RRD writting performance improvement

Addons for Cacti and discussion about those addons

Moderators: Moderators, Developers

Post Reply
Author
Message
kazuya
Posts: 2
Joined: Mon Oct 11, 2010 8:55 am

RRD writting performance improvement

#1 Post by kazuya » Mon Oct 11, 2010 9:06 am

Hi,

I have noticed that with my setup where I store RRD file on NFS mount point polling performance was very bad.

After some investigation I have found out that SNMP/Script polling was performing very well (within 10s) but rrdtool would take very long time (thousands of seconds) to finish writing data.

The problem here was that rrdtool will write one RRD file at a time and over NFS opening files is slow. With about 7k RRD files this would not scale.

I have solved the problem by parallelizing RRD file write with rrdtool wrapper script:

Code: Select all

#!/usr/bin/python

import zlib
import subprocess
import sys
import time
import os

rrd = "/usr/bin/rrdtool"
process_no = 16
            
processes = []

def spawn():
        processes.append(subprocess.Popen([rrd, "-"], stdin=subprocess.PIPE))

def pipe(process, data):
        processes[process].stdin.write(data)

if len(sys.argv) > 1 and sys.argv[1] == "-":
        pno = process_no
        while pno:
                spawn()
                pno -= 1
        while True:
                line = sys.stdin.readline()
                if not line:
                        break
                args = line.lstrip().split(" ")
                
                if len(args) < 2 or args[0] != "update":
                        pipe(0, line)
                else:   
                        cmd = args[0]
                        file = args[1]
                        hash = zlib.crc32(file)
                        process = hash % process_no
                        #print "cmd: ", cmd, "file: ", file, "hash: ", hash, "process no: ", process
                        pipe(process, line)
else:   
        os.execlp(rrd, *([rrd] + sys.argv[1:]))
This script will spawn 16 rrdtool processes and will pipe update requests to them in parallel making sure that there are no two processes writing to the same file.

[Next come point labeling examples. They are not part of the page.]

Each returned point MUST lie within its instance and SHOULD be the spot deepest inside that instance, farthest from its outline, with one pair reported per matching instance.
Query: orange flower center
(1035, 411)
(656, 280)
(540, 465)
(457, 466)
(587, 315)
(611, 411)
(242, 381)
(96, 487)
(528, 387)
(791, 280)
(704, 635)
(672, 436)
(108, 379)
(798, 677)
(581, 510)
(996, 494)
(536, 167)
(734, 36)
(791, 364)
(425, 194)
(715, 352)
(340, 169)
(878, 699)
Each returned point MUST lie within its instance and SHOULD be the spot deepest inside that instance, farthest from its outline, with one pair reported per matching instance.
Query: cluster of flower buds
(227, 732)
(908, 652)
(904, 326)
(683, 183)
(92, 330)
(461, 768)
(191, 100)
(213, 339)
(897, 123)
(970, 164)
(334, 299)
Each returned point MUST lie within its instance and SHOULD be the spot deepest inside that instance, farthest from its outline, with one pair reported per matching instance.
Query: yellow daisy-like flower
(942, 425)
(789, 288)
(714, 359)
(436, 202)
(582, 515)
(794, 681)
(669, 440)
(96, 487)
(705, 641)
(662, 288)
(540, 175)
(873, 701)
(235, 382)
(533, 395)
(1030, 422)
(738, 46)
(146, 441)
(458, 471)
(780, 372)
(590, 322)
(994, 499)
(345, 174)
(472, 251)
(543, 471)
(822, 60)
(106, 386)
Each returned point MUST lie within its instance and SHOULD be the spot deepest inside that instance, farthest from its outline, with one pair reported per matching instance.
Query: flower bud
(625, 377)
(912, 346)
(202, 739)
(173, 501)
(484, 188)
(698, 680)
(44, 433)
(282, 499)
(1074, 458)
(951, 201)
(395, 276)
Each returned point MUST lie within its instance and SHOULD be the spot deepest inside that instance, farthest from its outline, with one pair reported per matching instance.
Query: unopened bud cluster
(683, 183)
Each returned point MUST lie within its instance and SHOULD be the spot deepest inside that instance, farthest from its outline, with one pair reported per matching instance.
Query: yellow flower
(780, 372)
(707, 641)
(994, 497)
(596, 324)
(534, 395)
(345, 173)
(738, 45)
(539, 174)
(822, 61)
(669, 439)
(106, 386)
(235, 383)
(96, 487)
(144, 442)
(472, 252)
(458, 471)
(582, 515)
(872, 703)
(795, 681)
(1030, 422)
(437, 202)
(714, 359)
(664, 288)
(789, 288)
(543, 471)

With this script used instead of rrdtool (path in settings page) I got my poller run times down to about 90s.
I beleve that it should be easy to rewrite this in PHP and include in Cacti release.
Regards,
Jakub Pastuszek

User avatar
TheWitness
Developer
Posts: 14804
Joined: Tue May 14, 2002 5:08 pm
Location: MI, USA
Contact:

Re: RRD writting performance improvement

#2 Post by TheWitness » Mon Oct 11, 2010 6:15 pm

Good solution. I had done the same in Cacti, but never implemented it in SVN. The other thing to do is to use boost. That will turn them down even more.

TheWitness
True understanding begins only when we realize how little we truly understand...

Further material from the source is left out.